1. Download the relevant data-set from the internet as CSV
2. Convert the csv file to Delta format.

#### 1.Get dataset from the web
We use the wget command to download our data-set to the driver. After unzipping the file, we create a folder on dbfs, and copy our unzipped csv file there. Note that dbfs:/ is available as /dbfs/ on the driver (because it is a FUSE mount).

In [3]:
%sh wget https://archive.ics.uci.edu/ml/machine-learning-databases/00222/bank.zip -O /tmp/bank.zip --no-check-certificate

Unzip the file to /tmp/bank

In [5]:
%sh unzip -o /tmp/bank.zip -d /tmp/bank

Create a new directory on dbfs:/, called BankMarketing

In [7]:
%fs mkdirs /BankMarketing

Due to the FUSE mount, dbfs:/BankMarketing is now also available as /dbfs/BankMarketing on the driver. We can move our files there to make them available on dbfs.

In [9]:
%sh cp -rv /tmp/bank /dbfs/BankMarketing

#### 2.Read data and save as Delta Table
Now that we have copied our csv to dbfs:/, the next step is to convert it to Delta format.

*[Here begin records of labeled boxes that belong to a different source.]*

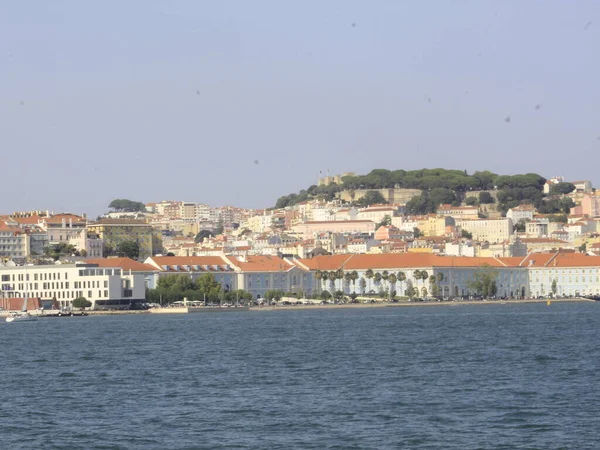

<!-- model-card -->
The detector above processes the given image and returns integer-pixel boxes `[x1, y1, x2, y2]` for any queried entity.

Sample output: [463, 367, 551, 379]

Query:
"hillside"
[275, 169, 574, 218]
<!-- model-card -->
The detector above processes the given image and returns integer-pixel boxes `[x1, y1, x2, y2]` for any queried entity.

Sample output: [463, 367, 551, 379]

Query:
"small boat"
[6, 294, 37, 322]
[6, 311, 37, 322]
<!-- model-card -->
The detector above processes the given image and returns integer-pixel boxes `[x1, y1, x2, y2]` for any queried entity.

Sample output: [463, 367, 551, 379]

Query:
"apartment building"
[0, 221, 29, 260]
[0, 264, 146, 308]
[291, 220, 376, 239]
[506, 205, 536, 223]
[456, 218, 513, 243]
[87, 219, 162, 260]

Use spark.read to create a Spark Dataframe in which we will read our CSV data

In [12]:
bdf = spark.read.format("csv")\
.option("path", "dbfs:/BankMarketing/bank/bank-full.csv")\
.option("inferSchema", "true")\
.option("header", "true")\
.option("delimiter", ";")\
.option("quote", '"')\
.load()

In [13]:
%sql
CREATE DATABASE IF NOT EXISTS max_db
LOCATION 'dbfs:/max/db'

We now write our spark dataframe to a delta table in max_db database, and call it bank_marketing. Note that, under the hood, the Delta table is saved somewhere on DBFS, i.e. on Azure Storage.

In [15]:
bdf.write.mode('Overwrite').format("delta").saveAsTable("max_db.bank_marketing")

In [16]:
display(dbutils.fs.ls("dbfs:/max/db/bank_marketing/"))